His last album, “Blackstar,” a collaboration with a jazz quartet that was typically enigmatic and exploratory, was released on Friday — his birthday. He is to be honored with a concert at Carnegie Hall on March 31 featuring the Roots, Cyndi Lauper and the Mountain Goats.
He had also collaborated on an Off Broadway musical, “Lazarus,” which was a surreal sequel to the 1976 film that featured his definitive screen role, “The Man Who Fell to Earth.”

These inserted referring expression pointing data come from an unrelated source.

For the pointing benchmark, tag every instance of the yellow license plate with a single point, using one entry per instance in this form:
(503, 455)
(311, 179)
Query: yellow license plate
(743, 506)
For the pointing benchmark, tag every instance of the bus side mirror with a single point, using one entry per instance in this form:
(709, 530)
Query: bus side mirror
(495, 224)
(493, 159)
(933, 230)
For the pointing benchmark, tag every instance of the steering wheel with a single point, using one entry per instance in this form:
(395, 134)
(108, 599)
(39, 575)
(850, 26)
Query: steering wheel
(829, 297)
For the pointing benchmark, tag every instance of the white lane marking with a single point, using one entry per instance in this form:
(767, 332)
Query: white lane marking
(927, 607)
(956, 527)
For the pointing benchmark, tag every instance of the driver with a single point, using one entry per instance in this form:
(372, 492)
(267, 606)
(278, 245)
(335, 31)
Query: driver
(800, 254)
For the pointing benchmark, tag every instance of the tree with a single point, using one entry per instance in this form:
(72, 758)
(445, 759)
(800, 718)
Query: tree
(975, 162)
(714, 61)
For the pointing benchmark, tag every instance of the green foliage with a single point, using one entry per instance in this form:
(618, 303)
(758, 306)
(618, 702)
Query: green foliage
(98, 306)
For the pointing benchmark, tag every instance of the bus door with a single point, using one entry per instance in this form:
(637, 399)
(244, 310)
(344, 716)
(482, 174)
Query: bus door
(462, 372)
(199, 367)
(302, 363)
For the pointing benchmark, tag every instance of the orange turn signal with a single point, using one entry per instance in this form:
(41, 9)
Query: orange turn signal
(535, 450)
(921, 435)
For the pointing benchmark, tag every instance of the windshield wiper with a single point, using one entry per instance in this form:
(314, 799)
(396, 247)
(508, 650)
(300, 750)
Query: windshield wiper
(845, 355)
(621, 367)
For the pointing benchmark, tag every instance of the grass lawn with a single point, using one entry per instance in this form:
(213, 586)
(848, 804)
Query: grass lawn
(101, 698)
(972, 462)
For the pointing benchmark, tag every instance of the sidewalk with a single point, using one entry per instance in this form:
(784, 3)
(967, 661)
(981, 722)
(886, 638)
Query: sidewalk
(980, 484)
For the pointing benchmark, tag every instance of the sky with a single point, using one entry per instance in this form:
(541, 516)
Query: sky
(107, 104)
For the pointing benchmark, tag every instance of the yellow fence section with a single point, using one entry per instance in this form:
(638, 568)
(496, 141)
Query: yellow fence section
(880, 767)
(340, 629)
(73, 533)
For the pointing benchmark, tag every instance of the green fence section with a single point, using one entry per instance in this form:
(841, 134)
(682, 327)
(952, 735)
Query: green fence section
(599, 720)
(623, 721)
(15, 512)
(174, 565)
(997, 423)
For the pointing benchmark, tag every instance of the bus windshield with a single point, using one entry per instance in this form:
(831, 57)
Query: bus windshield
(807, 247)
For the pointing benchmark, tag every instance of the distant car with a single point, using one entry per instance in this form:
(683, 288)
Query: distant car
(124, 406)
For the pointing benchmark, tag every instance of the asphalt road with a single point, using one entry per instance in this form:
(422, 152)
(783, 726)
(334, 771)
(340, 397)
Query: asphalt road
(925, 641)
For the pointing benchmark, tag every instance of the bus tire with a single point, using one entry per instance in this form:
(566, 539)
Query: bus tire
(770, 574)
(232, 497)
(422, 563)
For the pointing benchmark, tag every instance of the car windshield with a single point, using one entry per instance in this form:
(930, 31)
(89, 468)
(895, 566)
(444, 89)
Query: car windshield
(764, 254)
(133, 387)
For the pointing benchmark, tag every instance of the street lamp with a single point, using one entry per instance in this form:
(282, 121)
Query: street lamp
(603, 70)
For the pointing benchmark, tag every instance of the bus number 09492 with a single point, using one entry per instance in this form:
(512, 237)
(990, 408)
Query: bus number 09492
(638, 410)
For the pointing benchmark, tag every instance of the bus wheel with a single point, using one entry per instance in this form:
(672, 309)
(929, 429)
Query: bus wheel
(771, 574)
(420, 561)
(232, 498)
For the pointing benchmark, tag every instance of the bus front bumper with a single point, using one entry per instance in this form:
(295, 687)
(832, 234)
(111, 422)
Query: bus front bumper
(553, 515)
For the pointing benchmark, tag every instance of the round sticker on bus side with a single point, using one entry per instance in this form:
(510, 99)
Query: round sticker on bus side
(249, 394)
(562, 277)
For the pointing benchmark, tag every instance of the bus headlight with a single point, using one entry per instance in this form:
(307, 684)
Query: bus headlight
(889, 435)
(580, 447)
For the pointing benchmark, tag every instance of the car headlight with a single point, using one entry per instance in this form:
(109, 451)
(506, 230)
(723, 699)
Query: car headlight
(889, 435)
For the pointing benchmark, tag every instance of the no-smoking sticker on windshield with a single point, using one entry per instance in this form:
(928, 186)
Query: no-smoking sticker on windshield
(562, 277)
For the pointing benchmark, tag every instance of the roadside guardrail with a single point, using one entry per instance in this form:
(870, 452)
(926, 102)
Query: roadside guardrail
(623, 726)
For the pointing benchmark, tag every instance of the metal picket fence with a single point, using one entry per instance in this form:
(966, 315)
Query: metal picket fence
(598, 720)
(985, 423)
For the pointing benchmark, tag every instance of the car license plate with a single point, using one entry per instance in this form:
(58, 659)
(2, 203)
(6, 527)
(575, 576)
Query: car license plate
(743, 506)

Mr. Bowie wrote songs, above all, about being an outsider: an alien, a misfit, a sexual adventurer, a faraway astronaut. His music was always a mutable blend — rock, cabaret, jazz and what he called “plastic soul” — but it was suffused with genuine soul. He also captured the drama and longing of everyday life, enough to give him No. 1 pop hits like “Let’s Dance.”
In concerts and videos, Mr. Bowie’s costumes and imagery traversed styles, eras and continents, from German Expressionism to commedia dell’arte to Japanese kimonos to spacesuits. He set an example, and a challenge, for every arena spectacle in his wake.
If he had an anthem, it was “Changes,” from his 1971 album “Hunky Dory,” which proclaimed:
Turn and face the strange,
Ch-ch-changes,
Oh look out now you rock and rollers,
Pretty soon now you’re gonna get older.